By the end of 2020, we should make the Open Payments sessions API ubiquitous across wallets. The other Open Payments APIs will also be important as Interledger is applied to retail-sized payments in addition to Web Monetization.

We need enough users to matter

Another important aspect of Interledger is the demand side. We need more users who are capable of sending payments with Interledger, so that Interledger applications can be profitable.

Coil’s subscription works towards this goal this by paying Web Monetized creators. The more users that Coil has, the more income potential your Web Monetized project has. The more money there is flowing through the Interledger network, the higher the chance that larger players will integrate Interledger.

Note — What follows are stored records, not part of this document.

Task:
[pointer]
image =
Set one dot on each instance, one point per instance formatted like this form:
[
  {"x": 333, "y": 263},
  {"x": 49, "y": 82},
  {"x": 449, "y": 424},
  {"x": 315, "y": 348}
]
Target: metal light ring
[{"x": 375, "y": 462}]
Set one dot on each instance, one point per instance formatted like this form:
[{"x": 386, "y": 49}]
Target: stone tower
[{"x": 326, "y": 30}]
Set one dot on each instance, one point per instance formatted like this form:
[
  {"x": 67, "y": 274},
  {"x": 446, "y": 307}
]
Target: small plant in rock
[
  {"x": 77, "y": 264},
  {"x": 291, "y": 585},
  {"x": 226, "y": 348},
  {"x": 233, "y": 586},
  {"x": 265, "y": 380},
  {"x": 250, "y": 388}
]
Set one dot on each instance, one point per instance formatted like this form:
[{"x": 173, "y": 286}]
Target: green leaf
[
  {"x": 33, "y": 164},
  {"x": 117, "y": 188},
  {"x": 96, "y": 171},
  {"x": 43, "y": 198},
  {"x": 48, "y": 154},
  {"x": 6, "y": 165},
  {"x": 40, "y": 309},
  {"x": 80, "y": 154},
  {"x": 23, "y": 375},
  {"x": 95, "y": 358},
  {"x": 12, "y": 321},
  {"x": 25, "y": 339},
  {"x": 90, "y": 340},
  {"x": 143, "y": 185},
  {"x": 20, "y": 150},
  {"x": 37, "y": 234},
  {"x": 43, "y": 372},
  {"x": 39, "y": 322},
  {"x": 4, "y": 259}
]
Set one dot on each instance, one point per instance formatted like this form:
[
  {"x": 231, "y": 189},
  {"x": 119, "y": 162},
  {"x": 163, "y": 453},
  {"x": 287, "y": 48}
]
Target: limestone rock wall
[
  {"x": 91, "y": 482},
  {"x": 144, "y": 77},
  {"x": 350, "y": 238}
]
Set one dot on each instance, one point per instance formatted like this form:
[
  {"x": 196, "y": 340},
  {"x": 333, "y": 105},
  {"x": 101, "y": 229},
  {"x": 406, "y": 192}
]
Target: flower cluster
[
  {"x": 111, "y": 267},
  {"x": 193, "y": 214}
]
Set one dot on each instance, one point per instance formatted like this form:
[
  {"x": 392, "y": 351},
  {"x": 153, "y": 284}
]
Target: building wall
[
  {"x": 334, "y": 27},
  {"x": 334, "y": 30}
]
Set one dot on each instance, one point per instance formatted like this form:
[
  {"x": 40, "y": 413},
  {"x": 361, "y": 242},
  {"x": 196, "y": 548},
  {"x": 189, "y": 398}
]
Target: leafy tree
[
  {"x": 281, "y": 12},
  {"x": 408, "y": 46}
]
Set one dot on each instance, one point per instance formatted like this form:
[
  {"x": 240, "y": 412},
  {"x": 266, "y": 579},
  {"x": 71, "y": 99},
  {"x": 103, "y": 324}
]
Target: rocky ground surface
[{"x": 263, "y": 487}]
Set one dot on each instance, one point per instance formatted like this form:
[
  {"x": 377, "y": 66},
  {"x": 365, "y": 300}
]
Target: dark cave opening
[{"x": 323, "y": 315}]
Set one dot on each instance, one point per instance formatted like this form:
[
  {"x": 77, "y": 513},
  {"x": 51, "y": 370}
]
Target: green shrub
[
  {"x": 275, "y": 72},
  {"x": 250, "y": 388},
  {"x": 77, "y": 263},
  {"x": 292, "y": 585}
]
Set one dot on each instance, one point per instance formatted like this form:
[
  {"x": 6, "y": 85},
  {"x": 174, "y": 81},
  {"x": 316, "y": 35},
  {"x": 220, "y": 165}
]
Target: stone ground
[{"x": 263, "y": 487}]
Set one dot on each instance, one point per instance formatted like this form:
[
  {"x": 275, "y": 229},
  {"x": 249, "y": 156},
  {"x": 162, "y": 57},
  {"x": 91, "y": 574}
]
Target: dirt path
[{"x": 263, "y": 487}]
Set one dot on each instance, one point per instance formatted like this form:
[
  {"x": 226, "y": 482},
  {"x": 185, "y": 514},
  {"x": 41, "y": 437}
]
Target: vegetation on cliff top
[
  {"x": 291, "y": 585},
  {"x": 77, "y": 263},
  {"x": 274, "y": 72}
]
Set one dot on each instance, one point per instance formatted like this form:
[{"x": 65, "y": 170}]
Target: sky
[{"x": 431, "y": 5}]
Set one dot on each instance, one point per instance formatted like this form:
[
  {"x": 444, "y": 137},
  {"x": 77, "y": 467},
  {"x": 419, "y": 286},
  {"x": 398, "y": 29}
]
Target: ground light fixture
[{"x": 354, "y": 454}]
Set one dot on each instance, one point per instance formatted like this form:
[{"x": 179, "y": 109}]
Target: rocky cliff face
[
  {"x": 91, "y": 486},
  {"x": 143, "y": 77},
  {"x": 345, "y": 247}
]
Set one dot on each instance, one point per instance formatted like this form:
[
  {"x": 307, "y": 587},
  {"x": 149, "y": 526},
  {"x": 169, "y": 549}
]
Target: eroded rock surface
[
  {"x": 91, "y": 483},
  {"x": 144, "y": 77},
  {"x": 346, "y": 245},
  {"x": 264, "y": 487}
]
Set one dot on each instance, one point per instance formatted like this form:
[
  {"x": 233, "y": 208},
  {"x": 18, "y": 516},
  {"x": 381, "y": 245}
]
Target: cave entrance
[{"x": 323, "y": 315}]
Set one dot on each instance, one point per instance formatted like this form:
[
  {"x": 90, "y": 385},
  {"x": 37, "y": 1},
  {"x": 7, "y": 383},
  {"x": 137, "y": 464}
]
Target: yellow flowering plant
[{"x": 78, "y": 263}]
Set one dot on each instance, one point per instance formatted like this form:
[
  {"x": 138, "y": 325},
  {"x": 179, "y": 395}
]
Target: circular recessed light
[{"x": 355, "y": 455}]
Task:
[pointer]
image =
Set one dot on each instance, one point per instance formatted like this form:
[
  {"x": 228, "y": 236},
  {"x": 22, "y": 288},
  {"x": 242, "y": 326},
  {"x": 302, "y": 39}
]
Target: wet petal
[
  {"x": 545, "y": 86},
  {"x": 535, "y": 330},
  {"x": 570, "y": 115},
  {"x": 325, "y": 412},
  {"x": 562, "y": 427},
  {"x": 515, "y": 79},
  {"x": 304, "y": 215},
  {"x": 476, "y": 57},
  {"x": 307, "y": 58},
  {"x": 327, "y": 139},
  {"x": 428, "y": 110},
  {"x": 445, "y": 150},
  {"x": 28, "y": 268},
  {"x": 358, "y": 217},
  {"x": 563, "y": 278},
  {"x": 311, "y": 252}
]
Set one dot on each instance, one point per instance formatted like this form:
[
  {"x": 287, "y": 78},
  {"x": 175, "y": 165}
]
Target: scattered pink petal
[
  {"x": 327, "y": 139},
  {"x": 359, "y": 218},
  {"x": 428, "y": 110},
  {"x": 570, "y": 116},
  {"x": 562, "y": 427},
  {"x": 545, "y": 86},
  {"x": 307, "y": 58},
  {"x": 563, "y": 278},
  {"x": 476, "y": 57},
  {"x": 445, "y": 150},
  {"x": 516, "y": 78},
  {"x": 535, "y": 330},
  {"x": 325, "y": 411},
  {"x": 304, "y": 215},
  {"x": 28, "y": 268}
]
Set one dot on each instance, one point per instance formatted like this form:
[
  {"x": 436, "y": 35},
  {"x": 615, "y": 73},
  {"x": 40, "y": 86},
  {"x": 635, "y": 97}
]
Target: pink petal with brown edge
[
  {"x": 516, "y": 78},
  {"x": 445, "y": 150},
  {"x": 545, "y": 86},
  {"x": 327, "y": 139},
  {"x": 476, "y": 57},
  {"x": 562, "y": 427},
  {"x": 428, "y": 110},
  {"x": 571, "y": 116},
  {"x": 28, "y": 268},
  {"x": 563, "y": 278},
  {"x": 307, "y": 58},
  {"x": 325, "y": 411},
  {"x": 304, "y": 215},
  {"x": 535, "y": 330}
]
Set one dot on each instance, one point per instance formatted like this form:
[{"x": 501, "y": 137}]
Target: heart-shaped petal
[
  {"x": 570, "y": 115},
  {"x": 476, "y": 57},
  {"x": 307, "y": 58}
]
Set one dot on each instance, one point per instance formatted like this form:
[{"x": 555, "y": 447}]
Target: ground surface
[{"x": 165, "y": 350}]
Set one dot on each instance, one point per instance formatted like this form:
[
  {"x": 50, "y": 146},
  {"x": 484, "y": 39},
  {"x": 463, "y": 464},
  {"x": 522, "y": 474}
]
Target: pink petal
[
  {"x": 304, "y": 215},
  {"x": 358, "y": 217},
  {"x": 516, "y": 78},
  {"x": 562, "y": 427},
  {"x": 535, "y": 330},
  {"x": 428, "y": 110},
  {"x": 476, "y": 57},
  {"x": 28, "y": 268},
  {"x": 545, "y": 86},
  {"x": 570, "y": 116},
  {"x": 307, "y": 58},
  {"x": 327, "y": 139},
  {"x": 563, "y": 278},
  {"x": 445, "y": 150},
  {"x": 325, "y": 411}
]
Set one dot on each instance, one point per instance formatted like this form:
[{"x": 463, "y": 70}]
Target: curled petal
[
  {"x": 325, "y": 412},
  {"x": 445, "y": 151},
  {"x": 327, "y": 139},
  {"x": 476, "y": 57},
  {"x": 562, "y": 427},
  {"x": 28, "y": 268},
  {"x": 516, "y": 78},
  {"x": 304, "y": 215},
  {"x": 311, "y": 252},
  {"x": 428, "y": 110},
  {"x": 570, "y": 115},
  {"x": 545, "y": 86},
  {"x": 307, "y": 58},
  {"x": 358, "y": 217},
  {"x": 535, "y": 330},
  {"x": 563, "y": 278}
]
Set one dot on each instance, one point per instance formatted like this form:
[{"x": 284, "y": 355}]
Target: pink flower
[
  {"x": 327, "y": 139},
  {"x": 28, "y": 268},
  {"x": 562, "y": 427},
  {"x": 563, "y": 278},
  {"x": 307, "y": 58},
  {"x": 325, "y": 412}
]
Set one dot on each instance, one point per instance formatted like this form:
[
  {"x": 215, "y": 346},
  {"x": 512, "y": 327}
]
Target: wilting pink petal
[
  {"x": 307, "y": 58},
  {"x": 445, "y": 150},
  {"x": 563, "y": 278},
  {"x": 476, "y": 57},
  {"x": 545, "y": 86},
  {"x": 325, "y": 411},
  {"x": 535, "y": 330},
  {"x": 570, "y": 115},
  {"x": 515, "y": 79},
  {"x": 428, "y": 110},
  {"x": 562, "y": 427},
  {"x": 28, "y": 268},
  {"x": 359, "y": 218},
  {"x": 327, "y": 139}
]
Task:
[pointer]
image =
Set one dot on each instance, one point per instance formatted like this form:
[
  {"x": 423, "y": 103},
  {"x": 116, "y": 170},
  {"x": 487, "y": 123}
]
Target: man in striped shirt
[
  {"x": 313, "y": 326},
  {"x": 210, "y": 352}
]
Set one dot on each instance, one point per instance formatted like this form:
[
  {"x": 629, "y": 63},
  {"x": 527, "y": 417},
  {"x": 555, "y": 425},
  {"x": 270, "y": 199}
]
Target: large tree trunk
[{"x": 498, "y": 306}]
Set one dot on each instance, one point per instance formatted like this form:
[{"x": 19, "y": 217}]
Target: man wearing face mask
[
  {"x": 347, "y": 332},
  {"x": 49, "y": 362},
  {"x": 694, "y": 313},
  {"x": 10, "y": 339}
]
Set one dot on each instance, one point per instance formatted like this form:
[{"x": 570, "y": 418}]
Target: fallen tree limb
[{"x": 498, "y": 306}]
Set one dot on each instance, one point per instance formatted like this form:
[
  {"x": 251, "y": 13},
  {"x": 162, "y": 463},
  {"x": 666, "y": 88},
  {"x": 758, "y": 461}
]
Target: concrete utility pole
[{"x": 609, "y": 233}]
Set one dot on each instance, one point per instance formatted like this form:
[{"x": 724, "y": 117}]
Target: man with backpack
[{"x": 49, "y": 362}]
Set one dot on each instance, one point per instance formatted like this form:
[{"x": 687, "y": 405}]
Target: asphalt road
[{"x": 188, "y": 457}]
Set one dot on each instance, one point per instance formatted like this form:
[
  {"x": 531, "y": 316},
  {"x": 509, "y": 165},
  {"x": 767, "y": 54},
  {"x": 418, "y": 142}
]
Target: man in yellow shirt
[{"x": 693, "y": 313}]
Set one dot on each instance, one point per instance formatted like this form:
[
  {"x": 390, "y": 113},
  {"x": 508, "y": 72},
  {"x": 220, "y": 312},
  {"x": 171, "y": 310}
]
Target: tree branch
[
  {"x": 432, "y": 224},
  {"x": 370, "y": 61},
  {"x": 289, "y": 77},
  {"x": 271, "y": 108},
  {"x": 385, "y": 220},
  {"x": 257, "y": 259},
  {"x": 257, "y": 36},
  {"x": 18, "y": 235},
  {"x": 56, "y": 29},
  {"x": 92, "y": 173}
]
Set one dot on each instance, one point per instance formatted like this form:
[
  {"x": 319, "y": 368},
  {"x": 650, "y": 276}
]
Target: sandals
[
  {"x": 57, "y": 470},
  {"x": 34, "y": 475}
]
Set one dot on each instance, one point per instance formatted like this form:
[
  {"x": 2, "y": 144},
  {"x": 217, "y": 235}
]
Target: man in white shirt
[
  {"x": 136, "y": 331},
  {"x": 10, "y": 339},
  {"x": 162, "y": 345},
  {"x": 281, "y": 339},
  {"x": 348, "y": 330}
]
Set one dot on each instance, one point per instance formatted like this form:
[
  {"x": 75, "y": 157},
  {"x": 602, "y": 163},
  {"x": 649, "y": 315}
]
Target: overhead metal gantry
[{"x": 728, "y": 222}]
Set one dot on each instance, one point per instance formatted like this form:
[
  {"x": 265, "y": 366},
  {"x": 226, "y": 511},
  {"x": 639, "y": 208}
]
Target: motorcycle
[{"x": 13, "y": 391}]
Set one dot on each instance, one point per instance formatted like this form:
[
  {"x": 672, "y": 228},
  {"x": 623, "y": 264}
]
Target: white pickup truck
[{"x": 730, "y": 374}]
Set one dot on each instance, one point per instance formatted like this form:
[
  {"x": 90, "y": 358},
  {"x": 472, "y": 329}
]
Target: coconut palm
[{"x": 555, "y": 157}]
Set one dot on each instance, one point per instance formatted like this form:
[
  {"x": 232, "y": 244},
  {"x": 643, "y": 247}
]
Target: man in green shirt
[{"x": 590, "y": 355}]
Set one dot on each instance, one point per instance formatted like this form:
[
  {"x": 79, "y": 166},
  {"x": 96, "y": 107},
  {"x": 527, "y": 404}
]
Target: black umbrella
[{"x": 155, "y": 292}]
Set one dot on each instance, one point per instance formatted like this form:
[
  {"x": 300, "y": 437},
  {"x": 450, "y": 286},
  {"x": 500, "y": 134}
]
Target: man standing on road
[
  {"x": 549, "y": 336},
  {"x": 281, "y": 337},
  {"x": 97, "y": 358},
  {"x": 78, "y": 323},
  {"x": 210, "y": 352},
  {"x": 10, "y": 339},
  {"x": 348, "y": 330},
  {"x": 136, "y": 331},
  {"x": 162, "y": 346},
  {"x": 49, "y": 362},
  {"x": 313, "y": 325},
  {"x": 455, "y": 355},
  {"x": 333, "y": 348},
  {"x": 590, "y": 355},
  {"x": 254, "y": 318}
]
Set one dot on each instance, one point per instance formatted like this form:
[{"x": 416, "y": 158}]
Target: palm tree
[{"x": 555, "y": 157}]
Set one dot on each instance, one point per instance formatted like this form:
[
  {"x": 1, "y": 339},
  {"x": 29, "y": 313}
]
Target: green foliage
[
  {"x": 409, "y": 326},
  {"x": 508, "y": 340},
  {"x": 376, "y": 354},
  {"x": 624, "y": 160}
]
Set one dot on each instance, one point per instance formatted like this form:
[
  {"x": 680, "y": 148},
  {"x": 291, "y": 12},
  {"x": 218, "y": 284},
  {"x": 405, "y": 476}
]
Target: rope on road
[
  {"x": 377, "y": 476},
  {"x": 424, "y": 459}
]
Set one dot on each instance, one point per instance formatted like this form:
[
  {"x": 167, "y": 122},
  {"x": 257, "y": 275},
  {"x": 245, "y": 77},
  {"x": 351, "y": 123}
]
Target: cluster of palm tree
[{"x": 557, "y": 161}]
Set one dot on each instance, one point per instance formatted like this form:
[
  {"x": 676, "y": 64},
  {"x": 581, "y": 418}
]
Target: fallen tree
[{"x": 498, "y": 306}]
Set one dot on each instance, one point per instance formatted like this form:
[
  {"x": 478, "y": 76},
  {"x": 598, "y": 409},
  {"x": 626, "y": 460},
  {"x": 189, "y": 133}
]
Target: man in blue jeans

You can expect more developments from Coil in 2020 that will help bring a higher volume of users to the Web Monetization ecosystem.

In Conclusion

Solving monetization on the web will be a huge undertaking for Coil, but the full vision of Interledger is far greater than that.

Interledger promises to fundamentally improve the way that money moves, and our relationship to the financial system. When the fixed cost of a payment approaches zero, the volume of payments can explode. We’re closer to this than ever, but there’s still a long way to go. We can’t lose sight of the big-picture goal as we work our way there.

It’s been a while since the days when we debated number formats and address separators. I’m excited for us to keep working on the challenges that real-world adoption bring up. As a community, I know we can solve them!